Les étudiant(e)s avaient à disposition une carte électronique (FPGA) obtenue dans le cadre du GIP-CNFM (Coordination Nationale pour la Formation en microélectronique et en nanotechnologies) et des logiciels spécifiques disponibles gratuitement.

4.1. Organisation pédagogique
Dans l’espace d’apprentissage, l’enseignement est présenté par les compétences qui seront développées, les résultats d’apprentissage attendus, le programme, l’organisation pédagogique, l’évaluation et la validation. L’enseignement se déroule en neuf étapes comprenant des travaux à réaliser avant de venir, le travail à faire pendant la séance d’une durée de 2h40 et le livrable attendu. L’enseignement commence par une première séance dédiée aux méthodes de travail en groupe, à l’apprentissage à distance et à une première activation des connaissances antérieures.

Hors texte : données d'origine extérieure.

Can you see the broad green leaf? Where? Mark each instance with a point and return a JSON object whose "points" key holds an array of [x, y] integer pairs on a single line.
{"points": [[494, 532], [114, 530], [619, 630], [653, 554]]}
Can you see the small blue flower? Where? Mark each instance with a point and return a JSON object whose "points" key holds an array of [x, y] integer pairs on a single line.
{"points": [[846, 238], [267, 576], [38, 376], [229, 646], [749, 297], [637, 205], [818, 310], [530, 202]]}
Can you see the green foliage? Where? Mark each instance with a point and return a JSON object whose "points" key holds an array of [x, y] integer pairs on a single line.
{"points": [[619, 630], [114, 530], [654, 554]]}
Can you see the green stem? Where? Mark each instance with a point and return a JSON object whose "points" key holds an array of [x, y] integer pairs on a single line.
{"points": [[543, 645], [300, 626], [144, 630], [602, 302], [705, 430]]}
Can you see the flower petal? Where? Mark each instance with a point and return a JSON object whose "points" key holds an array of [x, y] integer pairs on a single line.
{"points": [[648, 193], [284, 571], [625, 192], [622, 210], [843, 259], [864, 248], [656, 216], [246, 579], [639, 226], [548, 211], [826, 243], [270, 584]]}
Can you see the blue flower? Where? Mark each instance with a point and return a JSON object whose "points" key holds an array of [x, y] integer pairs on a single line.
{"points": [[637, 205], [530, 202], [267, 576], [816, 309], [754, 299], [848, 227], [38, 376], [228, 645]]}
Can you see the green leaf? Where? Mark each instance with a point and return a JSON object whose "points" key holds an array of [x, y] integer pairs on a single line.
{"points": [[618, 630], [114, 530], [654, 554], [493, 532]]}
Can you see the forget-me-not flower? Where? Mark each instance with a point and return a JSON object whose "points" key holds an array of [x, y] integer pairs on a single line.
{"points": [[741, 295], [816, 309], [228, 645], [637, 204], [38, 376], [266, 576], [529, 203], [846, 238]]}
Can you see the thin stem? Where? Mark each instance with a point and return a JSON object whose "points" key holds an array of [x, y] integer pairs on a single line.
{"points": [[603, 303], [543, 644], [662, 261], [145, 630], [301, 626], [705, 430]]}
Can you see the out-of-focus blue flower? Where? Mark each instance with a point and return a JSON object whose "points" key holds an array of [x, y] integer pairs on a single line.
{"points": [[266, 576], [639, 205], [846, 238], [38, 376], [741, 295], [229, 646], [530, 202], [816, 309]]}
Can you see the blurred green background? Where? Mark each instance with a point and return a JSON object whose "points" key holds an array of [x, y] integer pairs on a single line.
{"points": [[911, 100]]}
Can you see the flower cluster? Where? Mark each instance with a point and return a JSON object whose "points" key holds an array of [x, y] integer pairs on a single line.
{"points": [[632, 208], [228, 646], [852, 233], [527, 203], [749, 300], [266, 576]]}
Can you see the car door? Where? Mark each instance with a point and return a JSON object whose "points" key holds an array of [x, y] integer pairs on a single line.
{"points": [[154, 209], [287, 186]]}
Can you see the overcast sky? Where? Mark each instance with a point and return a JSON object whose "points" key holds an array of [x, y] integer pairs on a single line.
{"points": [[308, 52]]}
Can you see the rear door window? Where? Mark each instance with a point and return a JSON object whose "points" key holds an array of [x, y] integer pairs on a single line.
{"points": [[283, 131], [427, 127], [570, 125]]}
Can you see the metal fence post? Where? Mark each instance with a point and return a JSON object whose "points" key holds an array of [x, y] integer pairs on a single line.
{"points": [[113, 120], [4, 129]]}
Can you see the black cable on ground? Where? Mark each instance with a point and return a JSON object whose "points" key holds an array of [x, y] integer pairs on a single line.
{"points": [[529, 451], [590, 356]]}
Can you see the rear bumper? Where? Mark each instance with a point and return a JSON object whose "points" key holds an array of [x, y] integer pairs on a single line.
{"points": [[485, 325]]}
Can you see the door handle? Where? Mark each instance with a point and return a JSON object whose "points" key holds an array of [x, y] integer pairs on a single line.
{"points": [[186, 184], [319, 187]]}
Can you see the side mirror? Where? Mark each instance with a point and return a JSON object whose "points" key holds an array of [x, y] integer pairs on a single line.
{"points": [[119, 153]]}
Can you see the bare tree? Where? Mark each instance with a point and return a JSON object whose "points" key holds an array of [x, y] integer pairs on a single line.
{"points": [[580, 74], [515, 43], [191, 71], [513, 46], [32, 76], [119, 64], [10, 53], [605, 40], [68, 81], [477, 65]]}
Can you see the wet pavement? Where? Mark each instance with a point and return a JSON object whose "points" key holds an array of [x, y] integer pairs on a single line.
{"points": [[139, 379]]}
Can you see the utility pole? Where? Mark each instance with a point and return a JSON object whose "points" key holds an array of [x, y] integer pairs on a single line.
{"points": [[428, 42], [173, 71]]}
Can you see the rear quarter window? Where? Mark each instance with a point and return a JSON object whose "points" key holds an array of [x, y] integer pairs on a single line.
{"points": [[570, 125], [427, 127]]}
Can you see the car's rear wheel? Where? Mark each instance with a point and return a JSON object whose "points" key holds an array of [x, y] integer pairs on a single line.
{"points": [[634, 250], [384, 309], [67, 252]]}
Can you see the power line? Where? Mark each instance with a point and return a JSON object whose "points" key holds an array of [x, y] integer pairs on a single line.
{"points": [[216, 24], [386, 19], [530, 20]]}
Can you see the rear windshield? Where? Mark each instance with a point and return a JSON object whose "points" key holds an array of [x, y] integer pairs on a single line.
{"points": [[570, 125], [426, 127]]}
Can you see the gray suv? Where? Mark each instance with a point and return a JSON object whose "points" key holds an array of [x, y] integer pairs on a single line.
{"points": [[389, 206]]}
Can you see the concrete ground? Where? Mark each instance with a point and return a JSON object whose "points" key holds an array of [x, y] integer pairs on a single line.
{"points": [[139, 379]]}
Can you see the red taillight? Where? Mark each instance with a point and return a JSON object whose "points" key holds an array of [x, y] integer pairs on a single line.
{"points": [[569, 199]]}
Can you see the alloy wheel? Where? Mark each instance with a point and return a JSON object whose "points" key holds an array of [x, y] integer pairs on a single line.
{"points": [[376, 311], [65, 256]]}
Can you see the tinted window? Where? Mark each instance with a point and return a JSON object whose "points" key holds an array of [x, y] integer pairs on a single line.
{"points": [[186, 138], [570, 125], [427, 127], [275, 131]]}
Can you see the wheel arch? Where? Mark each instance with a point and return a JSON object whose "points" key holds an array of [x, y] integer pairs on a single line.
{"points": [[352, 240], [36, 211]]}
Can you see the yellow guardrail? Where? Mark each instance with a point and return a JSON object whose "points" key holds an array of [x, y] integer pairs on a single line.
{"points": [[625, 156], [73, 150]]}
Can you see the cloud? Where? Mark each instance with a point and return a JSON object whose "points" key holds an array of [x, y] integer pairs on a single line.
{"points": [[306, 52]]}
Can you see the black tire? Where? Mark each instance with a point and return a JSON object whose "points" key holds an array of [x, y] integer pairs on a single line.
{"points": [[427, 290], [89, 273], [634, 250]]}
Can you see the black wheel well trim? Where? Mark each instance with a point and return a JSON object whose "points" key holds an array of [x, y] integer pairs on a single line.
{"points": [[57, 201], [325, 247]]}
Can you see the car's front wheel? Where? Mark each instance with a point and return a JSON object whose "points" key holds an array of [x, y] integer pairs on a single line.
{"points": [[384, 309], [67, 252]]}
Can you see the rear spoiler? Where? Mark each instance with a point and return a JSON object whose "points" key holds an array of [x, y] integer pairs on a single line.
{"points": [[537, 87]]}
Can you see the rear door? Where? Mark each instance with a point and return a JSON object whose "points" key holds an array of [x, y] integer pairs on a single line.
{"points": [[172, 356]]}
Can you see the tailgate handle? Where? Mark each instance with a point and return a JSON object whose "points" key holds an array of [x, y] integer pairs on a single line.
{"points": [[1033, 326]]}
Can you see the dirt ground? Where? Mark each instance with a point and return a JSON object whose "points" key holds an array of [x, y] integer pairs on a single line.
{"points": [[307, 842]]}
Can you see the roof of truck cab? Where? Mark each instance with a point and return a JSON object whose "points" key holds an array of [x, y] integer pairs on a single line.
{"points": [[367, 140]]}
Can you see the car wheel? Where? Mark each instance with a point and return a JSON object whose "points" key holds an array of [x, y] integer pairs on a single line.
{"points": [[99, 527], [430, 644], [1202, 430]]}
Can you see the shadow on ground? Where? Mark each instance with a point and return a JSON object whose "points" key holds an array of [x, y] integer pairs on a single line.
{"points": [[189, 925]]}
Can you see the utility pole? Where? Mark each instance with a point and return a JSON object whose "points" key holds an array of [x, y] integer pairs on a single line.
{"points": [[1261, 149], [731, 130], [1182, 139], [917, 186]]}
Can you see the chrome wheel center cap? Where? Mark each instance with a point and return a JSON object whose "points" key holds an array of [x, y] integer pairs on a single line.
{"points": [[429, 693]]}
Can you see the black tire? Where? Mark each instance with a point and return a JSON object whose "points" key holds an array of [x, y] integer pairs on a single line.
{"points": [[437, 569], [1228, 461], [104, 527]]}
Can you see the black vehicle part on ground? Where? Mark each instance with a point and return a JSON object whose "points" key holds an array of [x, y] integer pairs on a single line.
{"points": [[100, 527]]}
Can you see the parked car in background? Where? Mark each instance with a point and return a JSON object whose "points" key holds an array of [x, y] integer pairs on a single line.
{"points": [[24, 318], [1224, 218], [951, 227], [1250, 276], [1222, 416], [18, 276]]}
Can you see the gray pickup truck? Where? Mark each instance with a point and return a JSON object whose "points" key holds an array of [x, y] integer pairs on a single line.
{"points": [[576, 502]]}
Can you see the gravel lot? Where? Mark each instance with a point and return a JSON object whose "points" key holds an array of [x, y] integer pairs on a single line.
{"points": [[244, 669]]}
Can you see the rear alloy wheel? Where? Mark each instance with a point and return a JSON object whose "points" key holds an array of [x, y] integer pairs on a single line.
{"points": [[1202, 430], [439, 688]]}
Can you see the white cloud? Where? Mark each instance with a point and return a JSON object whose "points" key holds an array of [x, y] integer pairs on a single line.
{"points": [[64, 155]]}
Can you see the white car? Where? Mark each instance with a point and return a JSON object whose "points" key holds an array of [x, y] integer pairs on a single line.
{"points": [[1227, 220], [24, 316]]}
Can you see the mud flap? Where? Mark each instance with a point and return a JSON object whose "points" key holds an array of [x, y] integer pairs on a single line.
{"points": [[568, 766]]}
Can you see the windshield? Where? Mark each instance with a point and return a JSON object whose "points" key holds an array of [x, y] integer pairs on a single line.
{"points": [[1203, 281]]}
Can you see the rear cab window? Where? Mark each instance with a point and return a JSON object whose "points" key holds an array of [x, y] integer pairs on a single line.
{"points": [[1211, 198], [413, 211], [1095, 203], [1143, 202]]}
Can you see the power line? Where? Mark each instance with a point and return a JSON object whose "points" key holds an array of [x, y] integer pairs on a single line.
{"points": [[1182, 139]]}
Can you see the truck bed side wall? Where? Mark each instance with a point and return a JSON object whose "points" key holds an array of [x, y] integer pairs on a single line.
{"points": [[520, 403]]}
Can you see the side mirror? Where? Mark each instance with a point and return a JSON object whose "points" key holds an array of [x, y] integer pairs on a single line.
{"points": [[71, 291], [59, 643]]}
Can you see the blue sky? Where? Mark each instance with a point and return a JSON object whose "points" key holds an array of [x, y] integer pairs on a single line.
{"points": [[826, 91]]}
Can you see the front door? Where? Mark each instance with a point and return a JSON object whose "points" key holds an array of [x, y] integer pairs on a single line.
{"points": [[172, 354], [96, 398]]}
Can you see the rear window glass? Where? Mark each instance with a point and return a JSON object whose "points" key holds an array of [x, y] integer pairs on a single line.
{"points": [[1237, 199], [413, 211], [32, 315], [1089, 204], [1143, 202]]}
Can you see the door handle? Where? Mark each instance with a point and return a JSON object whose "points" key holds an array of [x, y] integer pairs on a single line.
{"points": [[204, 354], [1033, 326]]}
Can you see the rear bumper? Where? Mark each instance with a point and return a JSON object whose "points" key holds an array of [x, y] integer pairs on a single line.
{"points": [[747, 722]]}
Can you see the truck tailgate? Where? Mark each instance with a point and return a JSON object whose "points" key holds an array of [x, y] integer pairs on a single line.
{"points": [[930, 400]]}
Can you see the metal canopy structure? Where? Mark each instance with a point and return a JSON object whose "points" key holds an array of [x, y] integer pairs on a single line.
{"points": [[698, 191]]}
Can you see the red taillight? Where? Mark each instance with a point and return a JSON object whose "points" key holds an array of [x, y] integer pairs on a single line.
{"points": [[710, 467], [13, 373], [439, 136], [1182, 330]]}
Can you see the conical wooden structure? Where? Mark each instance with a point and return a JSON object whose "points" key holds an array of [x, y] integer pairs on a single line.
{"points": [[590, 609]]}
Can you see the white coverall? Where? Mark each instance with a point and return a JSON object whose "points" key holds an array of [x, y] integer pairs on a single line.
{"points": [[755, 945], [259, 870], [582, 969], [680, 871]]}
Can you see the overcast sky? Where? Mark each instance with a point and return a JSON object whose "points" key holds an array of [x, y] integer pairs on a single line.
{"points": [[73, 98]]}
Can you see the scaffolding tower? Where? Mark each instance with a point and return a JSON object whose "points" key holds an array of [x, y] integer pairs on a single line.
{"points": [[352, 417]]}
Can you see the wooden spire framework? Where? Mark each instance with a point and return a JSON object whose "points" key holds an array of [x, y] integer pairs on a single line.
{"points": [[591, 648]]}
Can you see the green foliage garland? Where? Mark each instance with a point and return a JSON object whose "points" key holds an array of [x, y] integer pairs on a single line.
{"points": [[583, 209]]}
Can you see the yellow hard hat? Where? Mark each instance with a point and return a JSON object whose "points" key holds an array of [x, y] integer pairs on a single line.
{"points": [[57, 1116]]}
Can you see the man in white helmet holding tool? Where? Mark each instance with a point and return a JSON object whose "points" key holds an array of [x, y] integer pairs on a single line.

4.2. Evaluation des apprentissages
Différents temps et différentes évaluations sont proposés afin de favoriser le développement progressif et continu des compétences visées dans cet enseignement :

  • Une évaluation diagnostique à travers le test d’auto positionnement des connaissances préalables,
  • Une évaluation formative tout au long de la formation à travers des auto-évaluations et le suivi technique du projet,
  • Une évaluation sommative à travers le devoir écrit analysant la solution industrielle.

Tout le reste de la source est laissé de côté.